Worldbuilding: How the Arms Make the Character

I write action-filled books, so obviously, my characters are going to be armed.  This is something I put a lot of thought into when first designing the characters and the world.

First off, in Maradaine, I didn’t want guns.  They just didn’t fit into the mold of the world I wanted Maradaine to be.*  Plus, I don’t really know about guns, and when you get that stuff wrong, those who do let you know.  Sometimes quite loudly.  So I avoid that conversation completely.

But which weapons do I give my characters?

For Veranix in Thorn of Dentonhill, I really wanted his weapons to mean something to him.  His bow is to honor his father– former soldier and leader in the Aventil streets, and then later a trick shot performer in the circus.  His staff is to honor his mother, who a circus acrobat, aerialist and tightrope walker.  Of course, they are also the tools he is skilled with, but that’s because those skills were passed on by his parents.

For Minox and Satrine in A Murder of Mages, what I chose for them had to apply to the constabulary force as a whole.  They carry crossbows (usually loaded with blunt-tip quarrels, for an option that is not-necessarily-as-lethal as a pointed ones) and handsticks, The handsticks are, of course, why the constabulary are called “sticks” on the streets.

A lot of the Aventil street gang folk, like Colin, have knives, knucklestuffers (think brass knuckles or this beauty my friend Kat used to carry in college) and cudgels.  Now, I also had to consider what this meant on a cultural level.  Why are people on the streets carrying  this stuff, and what does it mean, legally?  Maradaine is a civilized city, after all, with an established constable force, legal code and court system.

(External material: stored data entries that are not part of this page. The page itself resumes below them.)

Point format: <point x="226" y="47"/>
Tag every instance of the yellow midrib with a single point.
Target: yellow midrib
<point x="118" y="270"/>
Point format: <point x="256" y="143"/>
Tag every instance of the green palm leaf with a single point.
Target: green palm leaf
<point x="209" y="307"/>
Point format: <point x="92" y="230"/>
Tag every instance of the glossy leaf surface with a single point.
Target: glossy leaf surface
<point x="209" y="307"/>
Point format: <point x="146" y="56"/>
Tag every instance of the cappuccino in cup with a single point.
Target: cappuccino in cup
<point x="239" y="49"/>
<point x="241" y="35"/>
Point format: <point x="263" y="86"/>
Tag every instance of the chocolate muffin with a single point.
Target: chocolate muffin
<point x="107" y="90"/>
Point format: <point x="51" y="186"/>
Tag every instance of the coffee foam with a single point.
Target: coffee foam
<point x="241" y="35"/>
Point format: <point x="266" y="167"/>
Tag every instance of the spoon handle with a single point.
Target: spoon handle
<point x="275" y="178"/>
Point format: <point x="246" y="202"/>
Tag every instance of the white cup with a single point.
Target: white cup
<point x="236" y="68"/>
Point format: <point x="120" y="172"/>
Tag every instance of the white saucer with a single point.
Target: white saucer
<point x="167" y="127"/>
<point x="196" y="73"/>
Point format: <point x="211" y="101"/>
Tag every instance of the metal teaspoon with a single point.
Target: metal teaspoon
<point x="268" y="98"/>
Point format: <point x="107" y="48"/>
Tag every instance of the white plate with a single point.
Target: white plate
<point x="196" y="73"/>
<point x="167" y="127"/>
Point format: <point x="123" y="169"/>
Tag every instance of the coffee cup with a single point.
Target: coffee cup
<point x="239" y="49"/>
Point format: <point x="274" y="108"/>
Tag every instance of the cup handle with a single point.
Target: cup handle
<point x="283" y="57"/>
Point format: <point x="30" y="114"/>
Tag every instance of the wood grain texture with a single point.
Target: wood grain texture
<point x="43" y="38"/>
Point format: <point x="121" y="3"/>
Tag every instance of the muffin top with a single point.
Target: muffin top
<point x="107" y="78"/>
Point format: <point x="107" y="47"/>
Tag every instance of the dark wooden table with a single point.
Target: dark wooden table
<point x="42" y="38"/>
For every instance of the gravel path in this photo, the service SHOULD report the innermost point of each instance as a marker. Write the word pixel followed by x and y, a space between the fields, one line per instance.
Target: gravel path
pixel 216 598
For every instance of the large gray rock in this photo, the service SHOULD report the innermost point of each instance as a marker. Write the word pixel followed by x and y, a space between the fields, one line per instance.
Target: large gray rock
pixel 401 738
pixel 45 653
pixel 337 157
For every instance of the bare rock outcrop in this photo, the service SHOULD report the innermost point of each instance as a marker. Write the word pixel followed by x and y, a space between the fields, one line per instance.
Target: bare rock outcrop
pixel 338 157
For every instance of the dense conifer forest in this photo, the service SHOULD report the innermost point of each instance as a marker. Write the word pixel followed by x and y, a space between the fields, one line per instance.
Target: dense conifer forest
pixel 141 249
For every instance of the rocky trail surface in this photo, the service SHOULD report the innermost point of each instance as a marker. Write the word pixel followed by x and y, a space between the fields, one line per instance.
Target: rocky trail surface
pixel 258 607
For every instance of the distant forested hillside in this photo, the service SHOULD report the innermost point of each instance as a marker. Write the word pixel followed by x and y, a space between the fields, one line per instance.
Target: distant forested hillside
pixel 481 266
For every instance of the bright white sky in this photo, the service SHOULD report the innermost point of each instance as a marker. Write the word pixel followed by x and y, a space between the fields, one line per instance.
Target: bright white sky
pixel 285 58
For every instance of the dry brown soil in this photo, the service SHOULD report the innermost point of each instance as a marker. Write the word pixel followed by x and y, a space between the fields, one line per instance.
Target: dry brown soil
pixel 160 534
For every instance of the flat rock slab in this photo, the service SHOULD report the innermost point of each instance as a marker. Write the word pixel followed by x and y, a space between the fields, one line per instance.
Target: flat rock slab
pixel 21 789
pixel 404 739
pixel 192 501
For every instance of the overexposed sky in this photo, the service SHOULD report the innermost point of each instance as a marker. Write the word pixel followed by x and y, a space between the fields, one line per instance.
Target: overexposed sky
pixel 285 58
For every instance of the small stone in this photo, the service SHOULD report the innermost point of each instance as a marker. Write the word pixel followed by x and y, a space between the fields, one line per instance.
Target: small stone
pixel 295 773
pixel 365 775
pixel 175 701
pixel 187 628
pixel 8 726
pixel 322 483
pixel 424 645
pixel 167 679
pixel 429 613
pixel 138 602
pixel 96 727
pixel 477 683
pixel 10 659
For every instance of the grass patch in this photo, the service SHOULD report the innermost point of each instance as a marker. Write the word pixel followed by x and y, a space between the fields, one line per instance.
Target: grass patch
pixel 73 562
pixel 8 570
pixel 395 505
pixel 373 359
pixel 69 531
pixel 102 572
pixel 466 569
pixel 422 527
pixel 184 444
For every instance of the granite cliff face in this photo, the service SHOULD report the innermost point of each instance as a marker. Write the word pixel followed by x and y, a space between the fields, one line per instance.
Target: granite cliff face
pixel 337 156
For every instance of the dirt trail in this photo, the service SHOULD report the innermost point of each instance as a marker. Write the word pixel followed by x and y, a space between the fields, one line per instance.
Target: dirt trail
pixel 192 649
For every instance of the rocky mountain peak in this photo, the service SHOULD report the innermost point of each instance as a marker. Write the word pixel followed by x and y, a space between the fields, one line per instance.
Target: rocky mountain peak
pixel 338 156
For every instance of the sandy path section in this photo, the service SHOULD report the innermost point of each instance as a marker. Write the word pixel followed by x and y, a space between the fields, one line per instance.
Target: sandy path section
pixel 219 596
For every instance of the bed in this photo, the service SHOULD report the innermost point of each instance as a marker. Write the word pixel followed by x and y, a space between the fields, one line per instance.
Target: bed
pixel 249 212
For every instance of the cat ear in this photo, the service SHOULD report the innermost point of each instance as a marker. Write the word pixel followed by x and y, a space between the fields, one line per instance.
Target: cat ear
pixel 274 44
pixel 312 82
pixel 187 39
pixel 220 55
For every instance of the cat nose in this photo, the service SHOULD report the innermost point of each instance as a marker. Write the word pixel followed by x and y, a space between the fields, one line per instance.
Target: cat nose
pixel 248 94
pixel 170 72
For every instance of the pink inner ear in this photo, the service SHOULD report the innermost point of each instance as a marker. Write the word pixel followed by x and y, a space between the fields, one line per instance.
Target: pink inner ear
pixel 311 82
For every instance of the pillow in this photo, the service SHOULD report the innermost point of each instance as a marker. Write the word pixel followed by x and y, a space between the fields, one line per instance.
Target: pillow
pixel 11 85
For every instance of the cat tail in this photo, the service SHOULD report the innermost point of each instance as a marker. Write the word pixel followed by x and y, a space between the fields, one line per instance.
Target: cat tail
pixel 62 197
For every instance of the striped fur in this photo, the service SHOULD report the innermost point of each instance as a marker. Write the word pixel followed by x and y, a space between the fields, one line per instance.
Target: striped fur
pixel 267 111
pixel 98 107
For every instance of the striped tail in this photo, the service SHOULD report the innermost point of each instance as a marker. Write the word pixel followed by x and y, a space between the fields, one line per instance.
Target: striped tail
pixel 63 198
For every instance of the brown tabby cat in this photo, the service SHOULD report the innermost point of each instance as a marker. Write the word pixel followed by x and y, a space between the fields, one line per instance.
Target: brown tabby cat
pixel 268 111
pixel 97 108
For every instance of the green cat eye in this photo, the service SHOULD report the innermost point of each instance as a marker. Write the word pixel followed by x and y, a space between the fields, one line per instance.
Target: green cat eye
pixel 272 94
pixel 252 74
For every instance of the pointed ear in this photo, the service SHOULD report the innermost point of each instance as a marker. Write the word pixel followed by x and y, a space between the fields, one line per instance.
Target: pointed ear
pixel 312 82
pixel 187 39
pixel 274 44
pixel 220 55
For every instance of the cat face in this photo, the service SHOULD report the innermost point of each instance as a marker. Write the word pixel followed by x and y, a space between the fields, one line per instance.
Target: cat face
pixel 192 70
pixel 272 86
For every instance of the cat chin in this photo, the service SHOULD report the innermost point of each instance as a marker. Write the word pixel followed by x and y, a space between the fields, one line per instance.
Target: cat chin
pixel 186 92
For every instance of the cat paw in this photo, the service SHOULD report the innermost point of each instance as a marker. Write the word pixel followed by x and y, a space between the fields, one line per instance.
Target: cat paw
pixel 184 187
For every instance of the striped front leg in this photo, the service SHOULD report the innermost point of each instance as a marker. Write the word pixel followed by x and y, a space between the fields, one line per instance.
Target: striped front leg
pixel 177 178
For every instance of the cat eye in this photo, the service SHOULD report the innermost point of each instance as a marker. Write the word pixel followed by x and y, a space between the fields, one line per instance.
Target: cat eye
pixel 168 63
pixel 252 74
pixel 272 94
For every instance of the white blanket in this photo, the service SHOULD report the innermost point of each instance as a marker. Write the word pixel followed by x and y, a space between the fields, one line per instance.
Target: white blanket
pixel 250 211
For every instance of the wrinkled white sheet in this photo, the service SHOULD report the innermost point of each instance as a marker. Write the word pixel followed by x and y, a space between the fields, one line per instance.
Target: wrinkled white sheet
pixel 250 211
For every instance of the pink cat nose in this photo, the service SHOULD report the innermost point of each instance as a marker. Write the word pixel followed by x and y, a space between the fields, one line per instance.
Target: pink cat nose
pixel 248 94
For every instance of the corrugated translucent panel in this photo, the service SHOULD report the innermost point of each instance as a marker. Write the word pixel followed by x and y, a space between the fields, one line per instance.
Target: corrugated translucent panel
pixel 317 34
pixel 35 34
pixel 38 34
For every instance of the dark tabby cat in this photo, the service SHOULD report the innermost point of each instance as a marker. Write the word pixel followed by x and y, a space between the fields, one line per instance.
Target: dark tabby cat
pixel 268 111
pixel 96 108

But Maradaine also has a dark past, where corrupt lords had no checks to arrest anyone they pleased for whatever reason– or no reason– as the mood struck them.  So when the founders of the Parliament and other aspects of Druthal’s modern government were drafting their Rights of Man, the need to protect oneself from false or unjust arrest was prevalent in their minds.  Thus enshrined in the Rights of Man is the right to be armed, explicitly to protect oneself from unjust arrest.  At one point in Thorn, Colin even mentions it when confronted by a stick.

These character-based weapon concerns, as well as how old traditions can clash with a “modern” world, come into play in several aspects in Way of the Shield,  a book that I hope to have some news for you about in the near future.

Also, I decidedly made some unique weapon choices for some of the more flamboyant characters showing up in The Alchemy of Chaos, coming out early next year.  Hope you’re looking forward to that as much as I am.  Until then, I have a very full plate of edits, proofs and drafting for the rest of the month (and year).  So I better get to it.

*- Not that fantasy can’t have guns.  There is, of course, the rising subgenre of Flintlock Fantasy.